A new vulnerability dubbed HTTP/2 CONTINUATION Flood has been identified in the HTTP/2 protocol, allowing for denial-of-service (DoS) attacks. Security researcher Bartek Nowotarski reported the issue to CERT Coordination Center (CERT/CC) on January 25, 2024. This vulnerability exploits the CONTINUATION frame in the HTTP/2 protocol, where many implementations fail to properly limit or sanitize the amount of CONTINUATION frames sent within a single stream. An attacker can exploit this vulnerability by sending a stream of CONTINUATION frames to overwhelm the server, potentially leading to an out-of-memory (OOM) crash or CPU exhaustion. This attack poses a more severe threat compared to previous vulnerabilities like Rapid Reset, as it can disrupt server availability with minimal resources. Various projects, including amphp/http, Apache HTTP Server, Apache Tomcat, and Node.js, are affected by this vulnerability. Users are advised to upgrade affected software to the latest version or consider temporarily disabling HTTP/2 on the server to mitigate potential threats.

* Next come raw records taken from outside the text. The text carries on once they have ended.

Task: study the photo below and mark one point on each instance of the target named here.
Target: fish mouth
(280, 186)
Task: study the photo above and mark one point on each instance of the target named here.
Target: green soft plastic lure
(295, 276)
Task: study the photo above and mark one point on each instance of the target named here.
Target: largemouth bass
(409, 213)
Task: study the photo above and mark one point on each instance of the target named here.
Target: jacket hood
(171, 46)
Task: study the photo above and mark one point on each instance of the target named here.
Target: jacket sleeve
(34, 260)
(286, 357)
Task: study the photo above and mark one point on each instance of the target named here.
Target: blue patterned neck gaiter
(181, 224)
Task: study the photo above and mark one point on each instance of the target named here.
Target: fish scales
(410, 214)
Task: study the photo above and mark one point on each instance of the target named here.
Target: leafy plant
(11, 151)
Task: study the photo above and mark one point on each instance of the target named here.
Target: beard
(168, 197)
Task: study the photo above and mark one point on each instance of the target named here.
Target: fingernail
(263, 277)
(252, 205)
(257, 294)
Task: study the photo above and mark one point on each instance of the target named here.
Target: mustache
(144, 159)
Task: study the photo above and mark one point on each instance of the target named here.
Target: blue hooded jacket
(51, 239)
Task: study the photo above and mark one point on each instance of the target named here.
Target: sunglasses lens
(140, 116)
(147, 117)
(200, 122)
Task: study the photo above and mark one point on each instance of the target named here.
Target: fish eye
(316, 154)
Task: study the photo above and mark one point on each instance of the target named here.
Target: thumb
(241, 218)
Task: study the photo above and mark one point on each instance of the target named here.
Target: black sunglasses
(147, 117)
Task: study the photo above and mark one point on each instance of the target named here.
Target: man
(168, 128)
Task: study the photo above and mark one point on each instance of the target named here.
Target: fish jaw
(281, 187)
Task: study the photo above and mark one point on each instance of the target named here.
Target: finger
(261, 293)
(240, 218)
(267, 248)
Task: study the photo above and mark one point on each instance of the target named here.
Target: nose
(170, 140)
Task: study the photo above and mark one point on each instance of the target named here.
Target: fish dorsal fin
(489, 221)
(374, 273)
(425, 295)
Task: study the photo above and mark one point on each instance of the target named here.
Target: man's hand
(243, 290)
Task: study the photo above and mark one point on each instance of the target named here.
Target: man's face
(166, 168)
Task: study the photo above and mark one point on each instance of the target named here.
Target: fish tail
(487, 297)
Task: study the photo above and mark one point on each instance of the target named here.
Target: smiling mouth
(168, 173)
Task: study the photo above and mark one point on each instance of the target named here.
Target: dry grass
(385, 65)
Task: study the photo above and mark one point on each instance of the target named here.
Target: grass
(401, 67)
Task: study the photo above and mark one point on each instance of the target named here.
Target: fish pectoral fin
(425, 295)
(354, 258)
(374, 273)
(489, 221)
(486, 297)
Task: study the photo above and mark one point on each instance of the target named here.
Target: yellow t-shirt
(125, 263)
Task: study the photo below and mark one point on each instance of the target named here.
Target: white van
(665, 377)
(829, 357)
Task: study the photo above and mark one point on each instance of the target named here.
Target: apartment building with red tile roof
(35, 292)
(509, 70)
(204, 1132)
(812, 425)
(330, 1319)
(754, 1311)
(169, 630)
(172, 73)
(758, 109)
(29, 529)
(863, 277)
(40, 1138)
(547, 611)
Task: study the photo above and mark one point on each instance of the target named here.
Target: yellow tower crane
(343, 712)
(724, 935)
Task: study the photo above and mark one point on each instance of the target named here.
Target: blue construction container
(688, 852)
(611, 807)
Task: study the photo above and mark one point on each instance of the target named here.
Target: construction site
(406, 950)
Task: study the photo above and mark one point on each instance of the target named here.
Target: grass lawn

INC Ransom Claims Responsibility for Leicester City Council Cybersecurity Incident

The ransomware group INC Ransom has asserted its involvement in the ongoing cybersecurity breach at Leicester City Council. A post on INC Ransom's leak blog revealed that the attackers purportedly stole 3 TB of council data, a claim that was swiftly retracted after publication, a tactic known as "flashing." Leicester City Council's recovery efforts have made progress, with most systems and services restored, though the council remains tight-lipped on whether any data was compromised. INC Ransom's modus operandi of double extortion raises concerns about the sensitivity of targeted data, as seen in recent attacks on NHS Dumfries and Galloway. The potential for phishing attacks using leaked data underscores the broader risks posed by such breaches.

Google Pixel Zero-Day Exploits Exposed by Forensic Companies

Google has disclosed two high-severity zero-day vulnerabilities affecting its Pixel smartphones, namely CVE-2024-29745 and CVE-2024-29748. These flaws, an information disclosure issue in the bootloader component and a privilege escalation flaw in the firmware component, have been exploited in the wild by forensic companies, according to GrapheneOS maintainers. The vulnerabilities allow attackers to exploit fastboot firmware and interrupt factory resets triggered via the device admin API. The disclosure follows previous reports of firmware vulnerabilities being exploited by forensic companies to spy on users, prompting calls for Google to implement an auto-reboot feature to mitigate such risks.